- Members of the tech community were concerned about a provision in the Senate’s tax bill that would’ve taxed stock options as soon as they vested.
- Many thought the tax bill as written would harm the growth of tech startups in the US.
- In a win for tech startups and VCs, the Senate removed the provision from the latest version of the bill on Tuesday night.
Senate Republicans have removed a controversial portion of their tax reform bill Tuesday that would’ve taxed stock options and restricted stock units (RSUs) as soon as they vested, instead of when they are exercised.
The proposal caused an uproar earlier this week among tech VCs and entrepreneurs, who said it would stifle the creation of startups that often rely on stock options to attract talent.

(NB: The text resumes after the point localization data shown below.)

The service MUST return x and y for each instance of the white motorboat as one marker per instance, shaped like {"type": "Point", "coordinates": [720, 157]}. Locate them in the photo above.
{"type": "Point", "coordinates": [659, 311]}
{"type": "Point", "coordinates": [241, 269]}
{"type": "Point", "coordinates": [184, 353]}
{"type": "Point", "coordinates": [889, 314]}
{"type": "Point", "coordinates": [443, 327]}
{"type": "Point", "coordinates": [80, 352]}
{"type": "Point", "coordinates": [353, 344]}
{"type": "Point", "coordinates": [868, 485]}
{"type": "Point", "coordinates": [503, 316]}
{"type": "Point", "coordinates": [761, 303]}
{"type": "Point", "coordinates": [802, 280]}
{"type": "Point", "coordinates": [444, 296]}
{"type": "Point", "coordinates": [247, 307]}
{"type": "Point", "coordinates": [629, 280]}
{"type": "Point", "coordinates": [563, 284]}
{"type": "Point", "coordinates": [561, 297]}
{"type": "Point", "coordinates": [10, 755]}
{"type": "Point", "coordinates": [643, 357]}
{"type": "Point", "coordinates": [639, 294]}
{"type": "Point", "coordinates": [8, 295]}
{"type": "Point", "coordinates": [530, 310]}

The proposal would’ve forced employees to pay taxes on the stock even if they never cashed it in. That would mean employers would likely try to attract talent with just salaries, meaning employees wouldn’t have the opportunity to enjoy the wealth created by startups. Today, employees only pay taxes on vested stock options after the options have been exercised.
Fred Wilson, a partner at Union Square Ventures, wrote on his blog Monday that the proposal would have “profound implications for those who work in tech companies and equally profound implications for the competitiveness of the US tech sector.”
Wilson encouraged members of the tech community to pressure Senators to take the provision out.
It looks like Wilson’s wish came true. The latest version of the Senate’s tax bill, which was released Tuesday night, now says the “nonqualified deferred compensation” portion of the bill, which caused the uproar, has been stripped out.